Der Anführer der Wagner-Söldner setzt alles auf eine Karte – in dem verzweifelten Versuch, sein Leben zu retten. De facto hatte Prigoschin die Wahl, entweder auf seinen Tod zu warten, oder in einem letzten Akt des Aufbegehrens für einen Abgang mit lauten Fanfaren zu sorgen. Er entschied sich für das Letztere – und übt Rache an seinem alten Herren.
Alles, was Prigoschin ist und hat, hat er einem einzigen Mann zu verdanken: Wladimir Putin. Seine Milliarden, seine Macht, seine sogenannte Privatarmee – die noch nie eine war, sondern immer die Befehle aus dem Kreml empfing. Und Prigoschin hat seinem Herren lange Jahre treu gedient, für ihn in der ganzen Welt die Drecksarbeit erledigt – bis der Diener sich nicht mehr mit dem Schattendasein begnügen wollte.
Jewgeni Prigoschin wartet nicht auf den Fenstersturz
Prigoschin wollte mehr, viel mehr: Anerkennung, Ruhm, Ansehen und exekutive Macht. In den Augen der russischen Militärs, die ihn stets verachtet haben, wollte Prigoschin Furcht sehen. Doch Putin stellte sich im Machtkampf zwischen den russischen Streitkräften und Prigoschin auf die Seite des Militärs.
Sein Befehl an die Wagner-Truppe, sich dem Verteidigungsministerium zu beugen, kam einem Todesurteil für Prigoschin gleich. Wer ist Prigoschin noch ohne seine Kämpfer? Ein Niemand. Der bald dasselbe Ende gefunden hätte wie die zahlreichen Separatistenführer, für die Putin keine Verwendung mehr hatte. Sie starben bei seltsamen Autounfällen, wurden mit Kopfschüssen exekutiert oder fielen versehentlich aus dem Fenster, wie man in Russland zu sagen pflegt.
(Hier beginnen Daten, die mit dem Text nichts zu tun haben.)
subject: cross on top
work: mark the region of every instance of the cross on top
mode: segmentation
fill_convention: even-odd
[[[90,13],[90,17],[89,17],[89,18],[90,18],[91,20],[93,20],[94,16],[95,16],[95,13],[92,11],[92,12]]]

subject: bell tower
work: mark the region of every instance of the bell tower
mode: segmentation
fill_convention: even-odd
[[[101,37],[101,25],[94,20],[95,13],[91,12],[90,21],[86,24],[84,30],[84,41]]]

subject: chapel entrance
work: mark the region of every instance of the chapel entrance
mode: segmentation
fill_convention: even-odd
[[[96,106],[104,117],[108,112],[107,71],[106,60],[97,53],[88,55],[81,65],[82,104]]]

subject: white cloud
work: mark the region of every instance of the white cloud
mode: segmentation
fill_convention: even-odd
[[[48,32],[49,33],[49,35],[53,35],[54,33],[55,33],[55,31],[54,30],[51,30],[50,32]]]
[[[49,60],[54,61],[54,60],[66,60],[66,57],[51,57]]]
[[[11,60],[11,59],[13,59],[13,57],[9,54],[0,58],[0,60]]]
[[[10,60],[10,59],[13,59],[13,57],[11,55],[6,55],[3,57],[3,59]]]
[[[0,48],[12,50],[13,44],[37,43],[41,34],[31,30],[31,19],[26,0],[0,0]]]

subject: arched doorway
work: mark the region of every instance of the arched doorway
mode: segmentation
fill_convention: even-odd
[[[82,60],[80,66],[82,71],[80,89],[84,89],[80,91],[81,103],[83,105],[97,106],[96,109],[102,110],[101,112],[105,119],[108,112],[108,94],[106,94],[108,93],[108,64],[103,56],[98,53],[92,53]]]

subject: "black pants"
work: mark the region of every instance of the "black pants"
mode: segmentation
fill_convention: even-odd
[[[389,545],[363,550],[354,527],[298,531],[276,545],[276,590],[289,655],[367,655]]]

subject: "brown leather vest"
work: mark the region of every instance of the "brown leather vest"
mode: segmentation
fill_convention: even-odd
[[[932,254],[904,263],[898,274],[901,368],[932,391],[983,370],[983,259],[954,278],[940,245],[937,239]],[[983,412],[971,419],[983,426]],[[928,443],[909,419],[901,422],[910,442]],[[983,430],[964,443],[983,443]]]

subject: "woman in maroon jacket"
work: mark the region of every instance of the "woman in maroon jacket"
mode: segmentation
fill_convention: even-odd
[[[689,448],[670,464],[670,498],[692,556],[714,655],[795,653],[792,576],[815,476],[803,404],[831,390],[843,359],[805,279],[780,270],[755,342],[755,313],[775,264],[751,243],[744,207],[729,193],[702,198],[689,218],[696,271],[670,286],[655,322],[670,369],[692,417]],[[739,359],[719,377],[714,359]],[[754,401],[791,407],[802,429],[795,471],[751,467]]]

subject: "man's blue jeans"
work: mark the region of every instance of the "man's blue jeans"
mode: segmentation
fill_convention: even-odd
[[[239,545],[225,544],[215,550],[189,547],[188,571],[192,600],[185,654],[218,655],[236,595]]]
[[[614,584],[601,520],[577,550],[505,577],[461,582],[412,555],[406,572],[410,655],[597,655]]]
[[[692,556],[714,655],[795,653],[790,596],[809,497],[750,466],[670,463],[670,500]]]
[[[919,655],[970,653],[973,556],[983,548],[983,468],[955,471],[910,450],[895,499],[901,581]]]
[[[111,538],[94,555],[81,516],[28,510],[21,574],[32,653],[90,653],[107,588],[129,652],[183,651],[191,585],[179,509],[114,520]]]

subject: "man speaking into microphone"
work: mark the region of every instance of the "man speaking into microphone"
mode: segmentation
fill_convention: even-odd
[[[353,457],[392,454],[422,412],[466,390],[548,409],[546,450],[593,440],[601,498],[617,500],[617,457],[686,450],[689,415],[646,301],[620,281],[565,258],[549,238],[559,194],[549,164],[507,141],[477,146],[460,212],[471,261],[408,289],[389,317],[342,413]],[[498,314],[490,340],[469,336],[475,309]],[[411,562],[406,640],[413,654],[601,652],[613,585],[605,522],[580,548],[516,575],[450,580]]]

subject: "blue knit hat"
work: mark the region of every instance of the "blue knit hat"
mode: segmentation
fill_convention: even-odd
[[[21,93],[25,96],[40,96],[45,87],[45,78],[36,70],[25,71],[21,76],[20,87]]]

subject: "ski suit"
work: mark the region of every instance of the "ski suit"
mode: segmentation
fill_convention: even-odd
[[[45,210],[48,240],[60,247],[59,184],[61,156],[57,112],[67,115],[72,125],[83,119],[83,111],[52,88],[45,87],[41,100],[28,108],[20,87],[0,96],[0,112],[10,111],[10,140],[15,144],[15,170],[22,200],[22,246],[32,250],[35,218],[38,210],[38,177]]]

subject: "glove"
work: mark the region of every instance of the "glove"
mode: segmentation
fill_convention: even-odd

Prigoschin weiß nur zu gut, was ihm blüht. Er wird selbst den ein oder anderen unliebsam gewordenen Mann aus dem Fenster geschubst haben. Und so geht er lieber mit einem großen Knall. Verzweiflung macht aber gefährlich. Wie gefährlich, demonstrierte Putin selbst, als er am Samstagmorgen sich an die russische Nation wandte. Den Rauch aus Rostow riecht Putin bereits in Moskau.